Anyways, with an array like I posted, the keys are the functions, and the values are the content (what gets passed as an arg)
$array = array(
'make_header' => '',
'output_stuff' => 'Welcome to my groovy site',
'show_rss_feed' => 'http://example.com',
'make_menu_from_directory' => '/articlecontent/',
'grab_and_display_article' => 48);
You use this array because you have your little function library with functions, each beginning with a unique preface, that take the 'content' part (the value) of the array as an argument - these functions are the key names - so you have functions like
function mysite_make_header($arg){
echo '<!DOCTYPE HTML PUBLIC "-//W3C//DTD HTML 4.01 Transitional//EN">
<html>
<head>
<title>my groovy site</title>
</head>
<body>';
} // notice - just ignores $arg
function mysite_output_stuff($arg){
echo htmlspecialchars($arg);
}
function mysite_grab_and_display_article($arg){
$content = file_get_contents('articles/'.$arg.'.php');
echo htmlspecialchars($content);
}
functions like that, with 'mysite_' or your unique preface to keep this from accessing normal php functions. Then the loop that actually executes this all looks like this:
foreach($array as $k => $v){
if(function_exists('mysite_'.$k)) call_user_func('mysite_'.$k, $v);
else die('function mysite_'.htmlspecialchars($k).' does not exist');
}

So if I were to use the method you showed in your last post, I'd have to divide layouts into different parts?

This way of doing things just helps you have a more flexible way of calling code somewhat arbitrarily, without making *all* the php functions available, like you have with eval (which is what makes it so potentially dangerous) - say you have a sidebar that you want highly customizable, you can plop in this type of code there, and then have a means of generating the array and adding it to the database. It's still pretty advanced coding, though, and likely to be a huge pain if you're not really familliar with every part of it - few cms systems would go to the pain of this type of coding.

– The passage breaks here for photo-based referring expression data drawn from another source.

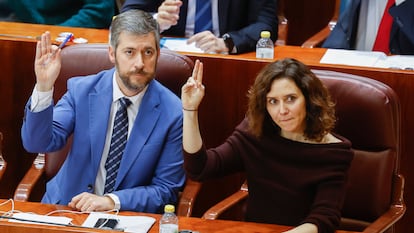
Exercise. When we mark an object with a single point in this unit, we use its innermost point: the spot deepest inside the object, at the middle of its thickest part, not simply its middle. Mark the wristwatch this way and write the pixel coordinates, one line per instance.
(228, 41)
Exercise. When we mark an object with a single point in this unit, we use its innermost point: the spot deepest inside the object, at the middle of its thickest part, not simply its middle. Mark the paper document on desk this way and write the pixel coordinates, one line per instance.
(40, 219)
(179, 44)
(139, 224)
(367, 59)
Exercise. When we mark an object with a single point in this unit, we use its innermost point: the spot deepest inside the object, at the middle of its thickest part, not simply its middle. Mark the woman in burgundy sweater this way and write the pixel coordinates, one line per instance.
(296, 167)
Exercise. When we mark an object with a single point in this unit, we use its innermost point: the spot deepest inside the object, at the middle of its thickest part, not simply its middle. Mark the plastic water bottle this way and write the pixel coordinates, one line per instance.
(169, 221)
(265, 46)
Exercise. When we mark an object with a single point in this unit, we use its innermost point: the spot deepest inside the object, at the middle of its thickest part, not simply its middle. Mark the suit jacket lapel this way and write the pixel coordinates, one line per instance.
(100, 104)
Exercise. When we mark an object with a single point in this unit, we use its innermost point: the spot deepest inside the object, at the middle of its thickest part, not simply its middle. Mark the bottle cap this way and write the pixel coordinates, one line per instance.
(265, 34)
(169, 208)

In general, if you can just avoid eval(), and avoid systems like this for giving you extra flexible code (which usually also brings its extra dose of bugs to deal with), and just use 'normal' control structures like dynamic includes (include 'dir/'.$var.'.php'; - after you've checked $var to make sure it's 'ok' to include), switch structures, or the ole classic if / then, you save yourself a whole lot of grief. However, if you really feel like you need eval(), chances are you're working with something that doesn't fit nicely into the classical control structures.

Good luck however you manage it.

Thanks for all the help, I found a method using eval(), for what I'm doing I believe it should be safe. I took the layout code from mysql, and did something like below
$final_code = "echo \"".$layout_code."\";";
eval($final_code);
and I replaced <?php's and?>'s woth ";'s and echo "'s. Once again thanks for the help.